ECLI:NL:RVS:2010:BN4037
Raad van State
- Hoger beroep
- M.G.J. Parkins-de Vin
- H. Troostwijk
- T.M.A. Claessens
- Rechtspraak.nl
Verblijfsvergunning asiel voor bepaalde tijd en gerechtvaardigd vertrouwen bij mvv aanvraag
Op 8 mei 2006 hebben de ouders van de vreemdeling een verzoek om advies voor afgifte van een machtiging tot voorlopig verblijf (mvv) ingediend, met als doel dat de vreemdeling bij hen gaat verblijven op basis van artikel 29, eerste lid, aanhef en onder f, van de Vreemdelingenwet 2000 (Vw 2000). De minister van Buitenlandse Zaken heeft op 29 september 2006 aangegeven dat indien de vreemdeling een aanvraag om een mvv indient, deze in beginsel zal worden ingewilligd. De vreemdeling is op 4 april 2007 met een mvv Nederland ingereisd en heeft op 24 april 2007 de aanvraag voor een verblijfsvergunning asiel ingediend.
De staatssecretaris van Justitie heeft in een besluit van 27 november 2007 de aanvraag afgewezen, stellende dat de vreemdeling niet voldeed aan de voorwaarden voor een afgeleide verblijfsvergunning. De rechtbank heeft deze afwijzing op 11 mei 2009 vernietigd en de staatssecretaris opgedragen een nieuw besluit te nemen. De staatssecretaris heeft hiertegen hoger beroep ingesteld.

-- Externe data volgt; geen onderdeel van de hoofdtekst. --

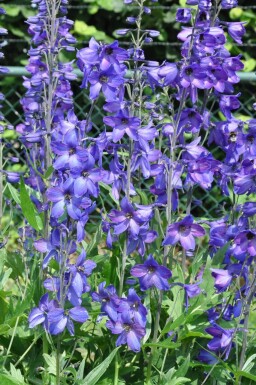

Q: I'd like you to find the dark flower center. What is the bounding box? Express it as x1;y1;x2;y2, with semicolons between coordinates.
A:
185;67;193;76
100;75;108;83
246;232;254;241
198;12;207;21
68;148;76;155
65;194;71;202
105;47;113;55
247;135;254;144
229;132;237;142
179;225;190;233
148;266;156;274
124;324;131;332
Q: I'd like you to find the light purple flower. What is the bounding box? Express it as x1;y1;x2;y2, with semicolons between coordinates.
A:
163;215;205;250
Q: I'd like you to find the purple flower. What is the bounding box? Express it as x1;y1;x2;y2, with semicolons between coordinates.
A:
163;215;205;250
197;349;218;365
47;178;91;219
106;312;146;353
118;288;148;327
52;130;90;170
92;282;120;321
88;66;124;102
205;324;235;359
131;254;172;291
211;269;233;293
227;22;246;44
48;306;89;336
109;198;153;237
221;0;238;9
28;293;59;331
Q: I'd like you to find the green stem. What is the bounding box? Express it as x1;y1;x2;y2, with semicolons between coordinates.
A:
113;354;120;385
0;136;3;230
3;317;20;366
56;336;61;385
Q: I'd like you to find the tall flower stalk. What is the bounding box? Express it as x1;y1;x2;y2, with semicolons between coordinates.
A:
15;0;256;385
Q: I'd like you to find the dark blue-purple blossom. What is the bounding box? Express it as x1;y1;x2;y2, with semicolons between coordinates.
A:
163;215;205;250
28;293;59;331
117;288;148;327
106;312;146;353
205;324;235;360
92;282;120;321
48;306;89;336
109;198;153;237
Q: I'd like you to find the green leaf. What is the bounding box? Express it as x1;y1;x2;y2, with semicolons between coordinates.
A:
20;179;43;231
4;4;21;17
44;166;54;179
0;374;27;385
86;224;102;255
43;353;56;376
175;354;190;378
242;354;256;372
235;370;256;381
212;242;230;266
76;358;85;380
143;339;180;349
79;347;119;385
74;20;109;41
0;324;11;334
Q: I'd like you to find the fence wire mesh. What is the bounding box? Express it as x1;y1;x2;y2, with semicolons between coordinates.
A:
2;75;256;218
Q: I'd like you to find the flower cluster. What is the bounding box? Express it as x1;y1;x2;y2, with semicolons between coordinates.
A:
18;0;256;363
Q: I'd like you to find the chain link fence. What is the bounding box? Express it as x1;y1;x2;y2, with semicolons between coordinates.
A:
2;71;256;218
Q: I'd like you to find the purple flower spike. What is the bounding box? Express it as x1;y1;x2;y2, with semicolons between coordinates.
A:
48;306;89;336
163;215;205;250
106;313;146;353
28;293;58;330
205;324;235;360
131;255;172;291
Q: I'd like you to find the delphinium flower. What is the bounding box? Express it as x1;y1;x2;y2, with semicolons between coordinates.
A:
0;7;9;234
22;0;102;335
76;0;254;372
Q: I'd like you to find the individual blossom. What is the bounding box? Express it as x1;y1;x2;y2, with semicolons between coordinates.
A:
205;323;235;360
118;288;148;327
106;312;146;353
92;282;120;321
28;293;59;331
227;22;246;44
163;215;205;250
48;306;89;336
131;254;172;291
109;198;153;237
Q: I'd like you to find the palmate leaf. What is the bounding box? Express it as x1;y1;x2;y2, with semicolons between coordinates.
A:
78;347;119;385
0;373;28;385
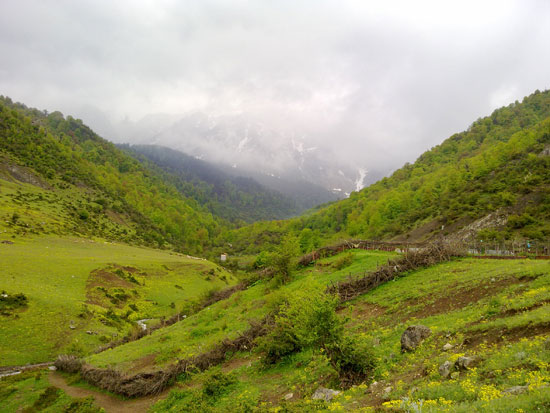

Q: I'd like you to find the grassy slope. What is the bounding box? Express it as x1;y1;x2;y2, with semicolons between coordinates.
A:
0;236;234;365
139;252;550;412
87;251;394;373
0;371;104;413
0;96;227;254
225;91;550;252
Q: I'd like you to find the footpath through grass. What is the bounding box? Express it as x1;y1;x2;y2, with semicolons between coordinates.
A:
0;236;236;366
146;252;550;413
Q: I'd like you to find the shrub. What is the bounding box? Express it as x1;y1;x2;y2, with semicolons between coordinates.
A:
23;386;60;413
259;288;343;364
332;252;353;270
326;337;376;387
202;368;237;398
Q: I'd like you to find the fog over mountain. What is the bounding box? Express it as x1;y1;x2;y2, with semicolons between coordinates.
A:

De Raad van State oordeelt dat de vreemdeling, gezien de eerdere toezegging van de minister, gerechtvaardigd vertrouwen mocht hebben dat hem een verblijfsvergunning zou worden verleend, mits de omstandigheden gelijk bleven. De staatssecretaris heeft niet voldoende gemotiveerd waarom de aanvraag is afgewezen, en de rechtbank heeft terecht geoordeeld dat het besluit onvoldoende is onderbouwd. Het hoger beroep van de staatssecretaris is kennelijk ongegrond verklaard, en de aangevallen uitspraak wordt bevestigd. De staatssecretaris wordt veroordeeld tot vergoeding van de proceskosten van de vreemdeling.